At 2019/04/23 00:00 UTC the gateway provider commenced regular maintenance, which involved an offload migration of signalling traffic. Under normal maintenance or fault conditions, this occurs seamlessly, without affecting existing or new connections. During this upgrade, changes being made to offline signalling services erroneously also affected their online counterparts. As a result, HLR/HSS services became unusable and signalling requests failed.

Resolution and Recovery

Automated monitoring systems at Hologram and at the upstream provider both reported failures occurring for signalling requests. These reports of service disruption were escalated to Hologram's engineers, CTO, and Product Lead. Upstream providers were notified and resolution efforts were coordinated, and Hologram Status Page was updated. Upstream provider identified and fixed the issue to restore signalling traffic as of 02:00 UTC. Affected devices, including Hologram automated monitoring devices, automatically reconnected successfully following resolution. After internal monitoring systems and tests were confirmed as clear, Hologram team verified normal system performance before clearing incident status as Resolved. Upstream provider has since coordinated with equipment vendor(s) and has successfully tested a revised upgrade plan to ensure isolation in the event of any possible upgrade interruption, and has communicated changes to Hologram.

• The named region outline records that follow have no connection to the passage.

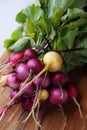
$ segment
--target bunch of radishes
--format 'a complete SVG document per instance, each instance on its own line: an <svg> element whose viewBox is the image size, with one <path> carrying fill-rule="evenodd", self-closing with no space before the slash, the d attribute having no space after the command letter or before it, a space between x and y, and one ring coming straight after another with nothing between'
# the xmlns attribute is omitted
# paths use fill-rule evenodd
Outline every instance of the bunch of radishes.
<svg viewBox="0 0 87 130"><path fill-rule="evenodd" d="M25 52L11 53L9 63L4 64L0 72L3 73L9 66L13 71L3 75L0 82L4 82L12 91L10 101L0 110L1 118L14 103L20 102L25 110L30 111L26 121L44 101L60 106L66 103L69 97L78 105L82 117L80 105L75 98L77 95L75 87L72 84L66 86L69 80L61 71L63 59L59 53L49 51L41 61L37 52L29 48Z"/></svg>

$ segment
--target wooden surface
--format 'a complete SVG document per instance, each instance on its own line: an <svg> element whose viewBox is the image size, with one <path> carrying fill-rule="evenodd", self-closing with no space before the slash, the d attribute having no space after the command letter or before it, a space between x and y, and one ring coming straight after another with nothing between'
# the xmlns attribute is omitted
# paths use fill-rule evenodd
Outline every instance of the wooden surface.
<svg viewBox="0 0 87 130"><path fill-rule="evenodd" d="M0 63L6 59L0 59ZM81 104L84 115L87 114L87 65L81 68L77 68L75 71L70 73L70 78L76 85L78 90L78 101ZM0 106L6 103L9 99L10 89L7 87L0 87ZM87 119L81 119L79 116L78 108L76 105L69 101L65 106L64 110L66 113L67 121L57 108L47 110L45 116L43 116L41 130L87 130ZM2 121L0 121L0 130L34 130L35 123L32 117L26 122L22 121L27 116L28 112L22 110L20 104L12 106L5 114ZM42 115L42 112L40 113Z"/></svg>

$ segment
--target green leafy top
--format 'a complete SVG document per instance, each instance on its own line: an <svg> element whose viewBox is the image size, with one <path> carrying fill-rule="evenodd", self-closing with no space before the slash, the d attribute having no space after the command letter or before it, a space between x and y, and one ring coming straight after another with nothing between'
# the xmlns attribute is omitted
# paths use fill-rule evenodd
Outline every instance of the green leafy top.
<svg viewBox="0 0 87 130"><path fill-rule="evenodd" d="M17 14L20 26L4 41L4 46L10 51L24 51L41 46L47 38L52 49L63 56L63 71L87 63L86 0L39 0L38 3ZM74 51L76 48L82 49Z"/></svg>

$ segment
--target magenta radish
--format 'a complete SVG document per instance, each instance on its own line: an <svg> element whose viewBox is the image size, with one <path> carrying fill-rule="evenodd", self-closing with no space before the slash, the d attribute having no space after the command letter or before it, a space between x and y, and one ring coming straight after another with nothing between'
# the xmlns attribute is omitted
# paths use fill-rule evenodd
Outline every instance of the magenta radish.
<svg viewBox="0 0 87 130"><path fill-rule="evenodd" d="M31 59L33 60L33 59ZM60 54L58 54L57 52L54 52L54 51L50 51L50 52L47 52L44 56L44 69L39 73L37 74L30 82L29 84L31 84L35 79L37 79L40 75L42 75L44 72L46 71L49 71L49 72L57 72L59 70L62 69L62 66L63 66L63 59L62 57L60 56ZM29 62L29 61L28 61ZM35 61L36 62L36 61ZM38 67L38 65L36 64L35 66L35 62L31 62L31 66L34 66L33 68L36 70L36 67ZM40 62L40 61L39 61ZM28 63L27 63L28 65ZM28 66L30 67L30 66ZM40 67L42 68L42 64L40 63ZM30 69L33 69L33 68L30 68ZM40 69L41 69L40 68ZM39 69L39 70L40 70ZM38 70L38 69L37 69ZM24 86L18 93L17 95L8 103L8 106L10 106L10 104L12 104L12 102L14 102L14 100L23 93L24 89L26 87Z"/></svg>
<svg viewBox="0 0 87 130"><path fill-rule="evenodd" d="M17 79L16 73L11 73L8 75L8 78L7 78L8 87L10 87L12 89L18 89L19 84L20 84L20 82Z"/></svg>
<svg viewBox="0 0 87 130"><path fill-rule="evenodd" d="M51 82L50 75L45 73L43 75L43 81L41 84L42 88L47 88L50 85L50 82Z"/></svg>
<svg viewBox="0 0 87 130"><path fill-rule="evenodd" d="M81 118L84 118L83 117L83 114L82 114L82 111L81 111L81 106L80 104L78 103L78 101L76 100L76 96L77 96L77 91L76 91L76 88L75 86L70 83L68 85L68 93L69 93L69 96L73 99L73 101L75 102L75 104L77 105L78 109L79 109L79 113L80 113L80 117Z"/></svg>
<svg viewBox="0 0 87 130"><path fill-rule="evenodd" d="M31 111L29 112L27 118L23 122L26 122L30 118L30 116L34 113L34 110L36 109L36 107L38 106L40 101L45 101L48 98L49 98L48 91L46 89L41 89L38 93L38 97L34 100ZM33 118L34 118L36 124L40 126L40 124L37 122L37 120L35 119L34 116L33 116Z"/></svg>
<svg viewBox="0 0 87 130"><path fill-rule="evenodd" d="M18 90L12 90L10 92L10 98L12 99L17 93L18 93Z"/></svg>
<svg viewBox="0 0 87 130"><path fill-rule="evenodd" d="M41 87L42 81L44 80L43 76L39 76L37 79L33 81L34 85L36 87Z"/></svg>
<svg viewBox="0 0 87 130"><path fill-rule="evenodd" d="M66 103L68 100L68 93L61 88L53 88L50 91L50 102L54 105Z"/></svg>
<svg viewBox="0 0 87 130"><path fill-rule="evenodd" d="M28 97L32 97L34 94L34 85L33 84L25 84L24 94Z"/></svg>
<svg viewBox="0 0 87 130"><path fill-rule="evenodd" d="M24 81L29 76L29 70L26 64L20 63L16 67L17 78Z"/></svg>
<svg viewBox="0 0 87 130"><path fill-rule="evenodd" d="M37 58L37 53L35 50L29 48L24 52L24 56L29 59Z"/></svg>
<svg viewBox="0 0 87 130"><path fill-rule="evenodd" d="M21 105L23 107L24 110L30 110L32 108L32 101L30 99L24 99L21 101Z"/></svg>
<svg viewBox="0 0 87 130"><path fill-rule="evenodd" d="M62 72L56 72L53 75L52 82L55 86L64 85L67 82L67 76Z"/></svg>
<svg viewBox="0 0 87 130"><path fill-rule="evenodd" d="M43 68L43 64L41 63L41 61L35 58L30 59L27 62L27 66L28 69L33 70L35 74L39 73Z"/></svg>

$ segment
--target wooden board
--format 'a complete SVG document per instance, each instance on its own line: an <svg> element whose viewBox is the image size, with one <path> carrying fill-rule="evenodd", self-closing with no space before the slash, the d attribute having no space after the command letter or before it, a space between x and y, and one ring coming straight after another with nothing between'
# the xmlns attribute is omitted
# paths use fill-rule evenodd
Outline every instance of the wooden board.
<svg viewBox="0 0 87 130"><path fill-rule="evenodd" d="M7 53L0 58L2 63L7 58ZM77 68L70 73L70 78L76 85L78 90L78 101L81 104L84 115L87 114L87 66ZM0 87L0 106L6 103L9 99L10 89L8 87ZM65 106L65 113L67 121L59 112L58 108L47 110L45 116L43 115L43 122L41 130L87 130L87 119L81 119L79 116L78 108L70 101ZM27 116L20 104L12 106L5 114L4 118L0 121L0 130L35 130L35 123L32 117L26 122L22 121ZM43 113L41 112L40 115Z"/></svg>

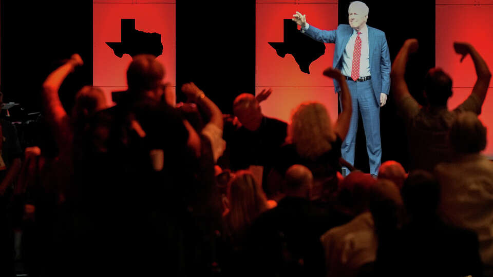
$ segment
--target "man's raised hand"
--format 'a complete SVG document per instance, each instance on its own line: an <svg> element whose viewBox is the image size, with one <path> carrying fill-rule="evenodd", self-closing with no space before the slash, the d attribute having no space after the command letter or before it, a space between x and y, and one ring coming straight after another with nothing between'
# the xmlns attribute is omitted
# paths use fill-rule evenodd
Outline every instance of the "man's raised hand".
<svg viewBox="0 0 493 277"><path fill-rule="evenodd" d="M257 101L258 101L258 103L260 103L266 99L269 98L269 96L270 96L271 93L272 93L272 89L271 88L270 88L268 90L267 89L262 89L262 91L257 94L255 98L257 99Z"/></svg>
<svg viewBox="0 0 493 277"><path fill-rule="evenodd" d="M81 57L80 55L79 54L73 54L72 55L70 56L70 60L69 60L69 62L71 63L74 67L81 66L84 64L84 62L82 61L82 58Z"/></svg>
<svg viewBox="0 0 493 277"><path fill-rule="evenodd" d="M467 54L470 52L471 47L471 45L467 43L457 42L453 43L453 49L456 50L456 53L462 55L462 57L461 57L461 63L466 57Z"/></svg>
<svg viewBox="0 0 493 277"><path fill-rule="evenodd" d="M307 24L307 15L301 14L299 11L296 11L296 13L293 15L293 21L296 23L296 24L301 26L301 28L305 28Z"/></svg>
<svg viewBox="0 0 493 277"><path fill-rule="evenodd" d="M406 39L404 42L404 45L407 47L408 53L412 54L418 51L418 48L419 47L419 44L418 43L418 39L415 38L409 38Z"/></svg>

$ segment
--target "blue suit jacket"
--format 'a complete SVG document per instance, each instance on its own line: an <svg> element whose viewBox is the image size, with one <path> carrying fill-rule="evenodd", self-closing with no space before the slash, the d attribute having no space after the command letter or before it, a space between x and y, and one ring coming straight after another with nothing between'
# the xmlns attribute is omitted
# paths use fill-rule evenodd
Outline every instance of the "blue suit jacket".
<svg viewBox="0 0 493 277"><path fill-rule="evenodd" d="M387 45L385 33L370 26L368 27L368 46L370 51L370 74L371 83L377 103L380 103L380 93L389 94L390 90L390 56ZM339 70L343 69L343 53L353 28L348 24L341 24L336 30L320 30L311 25L305 31L306 34L314 39L326 43L335 43L334 63L332 67ZM340 87L334 80L334 86L337 92Z"/></svg>

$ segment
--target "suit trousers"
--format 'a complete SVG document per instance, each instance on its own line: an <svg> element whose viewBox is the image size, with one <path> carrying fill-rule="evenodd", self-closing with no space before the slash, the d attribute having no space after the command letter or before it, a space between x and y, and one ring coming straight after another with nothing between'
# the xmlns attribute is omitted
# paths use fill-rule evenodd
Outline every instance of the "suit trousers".
<svg viewBox="0 0 493 277"><path fill-rule="evenodd" d="M380 141L380 103L377 102L373 93L370 79L363 82L348 80L348 86L351 92L353 112L351 123L346 138L341 147L343 159L351 165L354 164L354 148L356 134L358 130L358 112L361 113L366 137L366 149L370 162L370 173L377 175L382 159L382 145ZM339 95L340 96L340 95ZM340 102L340 101L339 101ZM342 106L340 107L342 111ZM348 172L343 168L344 172Z"/></svg>

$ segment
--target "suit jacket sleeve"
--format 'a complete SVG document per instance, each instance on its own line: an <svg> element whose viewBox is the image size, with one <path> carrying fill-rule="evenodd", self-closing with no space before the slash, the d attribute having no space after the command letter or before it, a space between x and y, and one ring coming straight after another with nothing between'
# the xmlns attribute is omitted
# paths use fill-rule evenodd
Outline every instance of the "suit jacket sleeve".
<svg viewBox="0 0 493 277"><path fill-rule="evenodd" d="M382 39L383 41L380 53L380 74L382 76L381 92L388 95L390 90L390 55L385 33L383 34Z"/></svg>
<svg viewBox="0 0 493 277"><path fill-rule="evenodd" d="M310 25L305 34L315 41L325 43L335 43L335 30L320 30Z"/></svg>

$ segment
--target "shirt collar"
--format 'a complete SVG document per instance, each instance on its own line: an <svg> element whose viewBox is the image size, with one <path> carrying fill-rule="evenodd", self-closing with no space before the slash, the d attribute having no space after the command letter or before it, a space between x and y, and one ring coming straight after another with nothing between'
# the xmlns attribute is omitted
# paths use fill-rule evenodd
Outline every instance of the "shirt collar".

Posted May 01, 2019 - 02:30 UTC

Resolved
Incident resolved and network connectivity restored to normal service levels. Hologram team has scheduled debrief with upstream network provider on 4-23-19 and will report post-mortem when available here.

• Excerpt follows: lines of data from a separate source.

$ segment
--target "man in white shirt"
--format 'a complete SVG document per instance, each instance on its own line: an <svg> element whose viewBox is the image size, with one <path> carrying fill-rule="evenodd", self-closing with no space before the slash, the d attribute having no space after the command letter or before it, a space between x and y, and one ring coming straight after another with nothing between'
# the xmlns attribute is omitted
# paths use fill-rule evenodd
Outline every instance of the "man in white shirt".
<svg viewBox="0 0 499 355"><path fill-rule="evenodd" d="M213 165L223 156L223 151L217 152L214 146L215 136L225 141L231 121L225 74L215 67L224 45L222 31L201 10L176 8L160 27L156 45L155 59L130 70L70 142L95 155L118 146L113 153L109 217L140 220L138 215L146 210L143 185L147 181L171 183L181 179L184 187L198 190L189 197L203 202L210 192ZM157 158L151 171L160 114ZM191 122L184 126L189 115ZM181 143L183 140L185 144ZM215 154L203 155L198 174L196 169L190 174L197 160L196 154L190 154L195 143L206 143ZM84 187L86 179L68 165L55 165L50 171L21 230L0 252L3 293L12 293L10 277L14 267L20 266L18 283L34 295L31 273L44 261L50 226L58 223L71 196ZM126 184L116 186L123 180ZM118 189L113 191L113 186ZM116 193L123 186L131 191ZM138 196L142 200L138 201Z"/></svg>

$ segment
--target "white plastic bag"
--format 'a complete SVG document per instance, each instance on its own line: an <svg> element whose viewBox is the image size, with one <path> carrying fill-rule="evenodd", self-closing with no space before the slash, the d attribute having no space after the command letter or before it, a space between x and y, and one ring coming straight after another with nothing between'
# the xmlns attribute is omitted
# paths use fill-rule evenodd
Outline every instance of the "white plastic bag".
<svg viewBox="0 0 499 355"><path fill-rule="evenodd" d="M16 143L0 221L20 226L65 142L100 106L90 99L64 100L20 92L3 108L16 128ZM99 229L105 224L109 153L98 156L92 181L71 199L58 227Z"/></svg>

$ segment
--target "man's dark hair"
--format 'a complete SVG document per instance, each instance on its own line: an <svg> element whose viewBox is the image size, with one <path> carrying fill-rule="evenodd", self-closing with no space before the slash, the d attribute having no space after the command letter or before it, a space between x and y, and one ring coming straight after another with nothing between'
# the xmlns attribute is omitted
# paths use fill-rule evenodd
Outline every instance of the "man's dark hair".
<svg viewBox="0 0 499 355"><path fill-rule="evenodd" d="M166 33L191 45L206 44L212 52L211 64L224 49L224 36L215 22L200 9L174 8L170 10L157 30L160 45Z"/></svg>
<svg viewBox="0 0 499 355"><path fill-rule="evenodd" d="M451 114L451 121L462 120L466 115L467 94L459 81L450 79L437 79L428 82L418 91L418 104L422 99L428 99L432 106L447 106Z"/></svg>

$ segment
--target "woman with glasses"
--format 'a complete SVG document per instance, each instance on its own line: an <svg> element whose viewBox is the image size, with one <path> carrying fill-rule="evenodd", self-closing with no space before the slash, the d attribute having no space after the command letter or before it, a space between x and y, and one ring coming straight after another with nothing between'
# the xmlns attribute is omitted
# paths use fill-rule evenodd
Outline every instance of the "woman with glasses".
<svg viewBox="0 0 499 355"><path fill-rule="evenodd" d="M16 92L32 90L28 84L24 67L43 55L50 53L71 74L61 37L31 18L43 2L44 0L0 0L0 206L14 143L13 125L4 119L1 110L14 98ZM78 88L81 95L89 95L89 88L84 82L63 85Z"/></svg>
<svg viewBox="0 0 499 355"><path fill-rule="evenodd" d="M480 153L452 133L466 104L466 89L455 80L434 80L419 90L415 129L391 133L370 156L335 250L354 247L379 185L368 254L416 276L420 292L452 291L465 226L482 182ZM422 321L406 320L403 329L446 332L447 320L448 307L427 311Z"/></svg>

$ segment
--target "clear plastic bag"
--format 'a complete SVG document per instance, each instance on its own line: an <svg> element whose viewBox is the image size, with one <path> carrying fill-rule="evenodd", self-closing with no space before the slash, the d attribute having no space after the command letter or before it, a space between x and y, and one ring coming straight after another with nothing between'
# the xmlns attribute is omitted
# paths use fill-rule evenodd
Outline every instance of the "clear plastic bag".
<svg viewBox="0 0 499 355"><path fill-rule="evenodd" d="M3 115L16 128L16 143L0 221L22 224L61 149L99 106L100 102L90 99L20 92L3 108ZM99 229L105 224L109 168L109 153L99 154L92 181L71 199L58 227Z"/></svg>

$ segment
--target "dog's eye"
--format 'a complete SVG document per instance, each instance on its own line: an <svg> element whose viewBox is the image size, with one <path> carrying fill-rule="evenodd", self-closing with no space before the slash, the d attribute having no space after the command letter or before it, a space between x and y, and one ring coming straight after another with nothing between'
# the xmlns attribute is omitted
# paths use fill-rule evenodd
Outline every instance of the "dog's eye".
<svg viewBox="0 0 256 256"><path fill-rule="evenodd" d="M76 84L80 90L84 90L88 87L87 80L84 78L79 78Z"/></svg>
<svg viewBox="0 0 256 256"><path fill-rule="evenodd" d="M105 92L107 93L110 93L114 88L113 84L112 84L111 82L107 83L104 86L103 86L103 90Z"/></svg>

Posted Apr 23, 2019 - 03:47 UTC
Monitoring
Network connectivity health monitoring at normal service levels. Hologram team continuing to monitor.
Posted Apr 23, 2019 - 02:44 UTC
Update
Network health restoring for certain affected devices. Hologram team continuing to monitor for all clear and update from network partner resolution.

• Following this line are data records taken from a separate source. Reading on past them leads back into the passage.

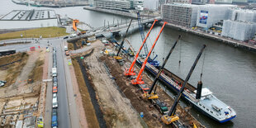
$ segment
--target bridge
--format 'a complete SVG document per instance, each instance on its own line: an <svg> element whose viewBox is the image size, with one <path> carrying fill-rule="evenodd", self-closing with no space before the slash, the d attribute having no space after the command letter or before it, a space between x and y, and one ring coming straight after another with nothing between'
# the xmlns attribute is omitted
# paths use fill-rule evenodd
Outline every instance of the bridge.
<svg viewBox="0 0 256 128"><path fill-rule="evenodd" d="M157 17L154 18L145 18L145 19L141 19L141 23L144 25L153 23L154 20L162 20L160 17ZM104 34L109 34L109 33L115 33L115 34L119 34L120 31L126 31L128 27L128 25L130 23L130 21L127 20L125 22L121 22L121 24L116 23L116 24L111 24L109 25L107 24L105 26L101 26L97 28L92 28L92 30L89 30L86 32L85 35L81 35L77 37L73 37L71 39L69 39L67 41L71 42L77 40L79 40L81 38L85 38L92 36L100 36ZM132 28L138 28L138 21L137 20L133 20L130 27Z"/></svg>

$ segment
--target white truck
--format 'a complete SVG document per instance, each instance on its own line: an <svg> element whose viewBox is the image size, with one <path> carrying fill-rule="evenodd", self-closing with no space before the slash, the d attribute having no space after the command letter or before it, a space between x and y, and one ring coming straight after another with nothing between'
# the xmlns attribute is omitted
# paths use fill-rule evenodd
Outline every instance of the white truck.
<svg viewBox="0 0 256 128"><path fill-rule="evenodd" d="M64 50L65 50L65 51L68 51L68 50L69 50L68 46L66 46L66 45L64 46Z"/></svg>
<svg viewBox="0 0 256 128"><path fill-rule="evenodd" d="M53 77L57 77L57 68L53 68L51 73Z"/></svg>

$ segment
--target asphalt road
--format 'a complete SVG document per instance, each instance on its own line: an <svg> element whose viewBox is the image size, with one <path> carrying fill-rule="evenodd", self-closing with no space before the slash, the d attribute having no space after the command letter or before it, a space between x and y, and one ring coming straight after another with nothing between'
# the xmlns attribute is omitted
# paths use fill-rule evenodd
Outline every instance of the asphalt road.
<svg viewBox="0 0 256 128"><path fill-rule="evenodd" d="M8 42L17 41L17 40L9 40ZM69 95L67 92L67 82L71 81L71 78L68 75L66 77L65 73L69 73L69 71L66 71L67 68L64 68L64 61L66 58L64 57L64 51L63 47L63 38L51 38L51 39L42 39L39 40L40 43L32 43L29 44L19 44L19 45L10 45L6 46L0 46L0 50L9 50L9 49L16 49L17 52L19 51L28 51L30 47L46 47L48 46L48 41L50 46L56 47L57 50L57 72L58 72L58 127L61 128L69 128L69 127L79 127L78 118L78 117L70 117L71 116L78 116L76 111L76 106L74 101L73 90L69 90ZM52 55L52 54L50 54ZM49 66L52 66L52 57L50 57L50 64ZM51 70L50 70L51 72ZM67 73L68 72L68 73ZM68 78L68 80L66 79ZM71 82L69 82L71 83ZM72 87L72 84L69 85ZM52 86L48 86L47 88L47 95L46 96L46 105L45 105L45 116L47 118L45 120L45 126L51 126L51 109L52 109ZM69 88L71 89L72 88ZM73 100L71 101L71 103L69 102L69 99ZM72 110L69 110L69 106ZM72 113L70 114L71 111ZM50 119L49 119L50 118ZM71 123L71 121L73 121ZM71 124L73 126L71 126Z"/></svg>
<svg viewBox="0 0 256 128"><path fill-rule="evenodd" d="M58 72L58 127L69 128L70 117L67 95L66 76L64 68L64 52L61 47L62 40L55 40L53 46L56 47L57 72Z"/></svg>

Posted Apr 23, 2019 - 01:50 UTC
Identified
Degraded service affecting certain customer devices. Network team continuing to investigate and isolate. Hologram has already escalated investigation to network partners who have team dispatched to resolve.
Posted Apr 23, 2019 - 01:03 UTC
Investigating
We are currently investigating reports of degraded service for network connectivity. Network team actively investigating impact.
Posted Apr 23, 2019 - 00:40 UTC
This incident affected: Cellular Networking (Global Cellular Data Network, SMS over cellular - Device Terminated).